Time is out of joint incarna qui la materia e l’azione di un lungo passato che si aggancia al presente con quella perenne sfasatura, un glitch che fa procedere la carta a passo più lento, come fosse l’ombra continua di una téchne indecisa.

L’artista procede dal grado uno della superficie cartacea, da una genealogia elementare che esclude la piena sincronicità al tempo tecnologico.

E’ una resistenza senza ottusità quella dell’arte visiva che recupera il processo manuale, la lentezza operativa, la dilatazione dei princìpi rivelatori.

Su queste basi il nostro DB costruisce relazioni affettive con la carta, usandola come natura naturans, un paesaggio sensoriale dal potenziale infinito e dal risultato rigenerante. 

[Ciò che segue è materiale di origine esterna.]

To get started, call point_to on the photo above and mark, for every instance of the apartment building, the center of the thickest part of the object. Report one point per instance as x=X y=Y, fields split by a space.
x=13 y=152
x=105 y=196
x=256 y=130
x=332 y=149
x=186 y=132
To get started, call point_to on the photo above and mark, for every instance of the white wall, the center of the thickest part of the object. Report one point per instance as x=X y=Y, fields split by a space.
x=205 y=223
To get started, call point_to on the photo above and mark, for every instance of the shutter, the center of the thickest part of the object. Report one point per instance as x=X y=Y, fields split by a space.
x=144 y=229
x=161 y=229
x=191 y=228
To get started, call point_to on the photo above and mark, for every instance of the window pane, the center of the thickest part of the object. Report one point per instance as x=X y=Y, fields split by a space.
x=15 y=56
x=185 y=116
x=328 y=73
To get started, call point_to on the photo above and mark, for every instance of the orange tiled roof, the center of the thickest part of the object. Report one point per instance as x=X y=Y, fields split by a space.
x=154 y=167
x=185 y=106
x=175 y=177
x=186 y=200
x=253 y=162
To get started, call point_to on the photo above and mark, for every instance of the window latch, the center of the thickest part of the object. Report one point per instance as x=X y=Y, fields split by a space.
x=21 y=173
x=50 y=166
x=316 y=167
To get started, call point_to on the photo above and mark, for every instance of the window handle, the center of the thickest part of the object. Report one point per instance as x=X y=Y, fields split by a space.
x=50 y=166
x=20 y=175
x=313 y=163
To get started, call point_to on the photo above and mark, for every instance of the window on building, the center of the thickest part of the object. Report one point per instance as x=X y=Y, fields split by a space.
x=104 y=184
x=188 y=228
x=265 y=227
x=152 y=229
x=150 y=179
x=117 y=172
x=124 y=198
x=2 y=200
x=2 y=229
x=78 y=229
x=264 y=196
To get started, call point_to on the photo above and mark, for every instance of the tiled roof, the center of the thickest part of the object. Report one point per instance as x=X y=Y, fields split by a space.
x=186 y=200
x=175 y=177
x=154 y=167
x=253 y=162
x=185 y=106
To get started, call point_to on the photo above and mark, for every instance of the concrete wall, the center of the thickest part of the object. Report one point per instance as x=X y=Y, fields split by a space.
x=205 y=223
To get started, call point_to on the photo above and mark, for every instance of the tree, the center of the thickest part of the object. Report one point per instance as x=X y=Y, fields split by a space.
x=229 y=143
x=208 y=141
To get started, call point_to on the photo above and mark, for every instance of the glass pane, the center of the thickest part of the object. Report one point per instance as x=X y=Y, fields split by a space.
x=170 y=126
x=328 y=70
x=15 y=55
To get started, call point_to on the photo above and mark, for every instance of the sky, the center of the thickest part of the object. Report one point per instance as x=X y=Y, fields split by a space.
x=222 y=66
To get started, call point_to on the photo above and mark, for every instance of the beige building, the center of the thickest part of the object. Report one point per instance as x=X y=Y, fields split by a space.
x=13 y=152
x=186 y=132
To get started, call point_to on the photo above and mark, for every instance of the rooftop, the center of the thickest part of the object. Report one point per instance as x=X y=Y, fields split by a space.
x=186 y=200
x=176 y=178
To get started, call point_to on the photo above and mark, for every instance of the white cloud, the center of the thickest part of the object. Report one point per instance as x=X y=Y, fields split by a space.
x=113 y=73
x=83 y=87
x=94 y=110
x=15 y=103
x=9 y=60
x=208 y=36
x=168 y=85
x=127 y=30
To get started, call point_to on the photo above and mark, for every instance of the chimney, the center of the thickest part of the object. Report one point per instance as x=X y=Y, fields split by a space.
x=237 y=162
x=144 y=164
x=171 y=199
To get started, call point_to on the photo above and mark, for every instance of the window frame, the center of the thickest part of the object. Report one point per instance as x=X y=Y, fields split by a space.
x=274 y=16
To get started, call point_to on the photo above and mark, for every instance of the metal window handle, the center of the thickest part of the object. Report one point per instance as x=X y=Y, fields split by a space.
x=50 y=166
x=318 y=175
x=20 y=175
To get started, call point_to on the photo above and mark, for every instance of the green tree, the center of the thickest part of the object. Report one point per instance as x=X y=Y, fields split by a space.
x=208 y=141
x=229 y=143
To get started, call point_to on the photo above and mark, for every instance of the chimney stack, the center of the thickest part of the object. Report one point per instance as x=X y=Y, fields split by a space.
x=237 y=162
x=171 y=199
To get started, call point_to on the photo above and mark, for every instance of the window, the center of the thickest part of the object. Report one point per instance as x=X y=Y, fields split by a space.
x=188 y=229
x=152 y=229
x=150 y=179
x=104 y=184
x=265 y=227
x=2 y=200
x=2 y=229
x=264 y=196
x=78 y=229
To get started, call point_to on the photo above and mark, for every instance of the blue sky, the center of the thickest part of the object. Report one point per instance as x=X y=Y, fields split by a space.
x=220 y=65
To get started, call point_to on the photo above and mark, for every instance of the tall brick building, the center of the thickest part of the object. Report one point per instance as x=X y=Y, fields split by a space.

Assistiamo al rituale di un minimalismo caldo, nato da processi geometrici essenziali che qui si irrorano con un ossigeno postdigitale.

Citando un libro di Charles Bukowski, scaturisce una musica per organi caldi, dove il quadro – così come nei 36 racconti del romanziere americano – distilla l’eco radiografica del dolore in modi semplici e universalmente interpretabili.

La carta qui canta eccome ma lo fa con partiture che rimandano al tenore elettronico di Alva Noto, Donato Dozzy, Caterina Barbieri, Saint Abdullah… musicisti che usano bordoni, cicli risonanti, ascensioni progressive del basso, facendo col suono la stessa cosa che prende forma nei quadri in mostra, agendo su moltiplicazioni e sequenze, su variazioni minime, su rivelazioni che si mostrano lentamente, seguendo il filo rosso del tempo nello spazio bianco dell’infinito.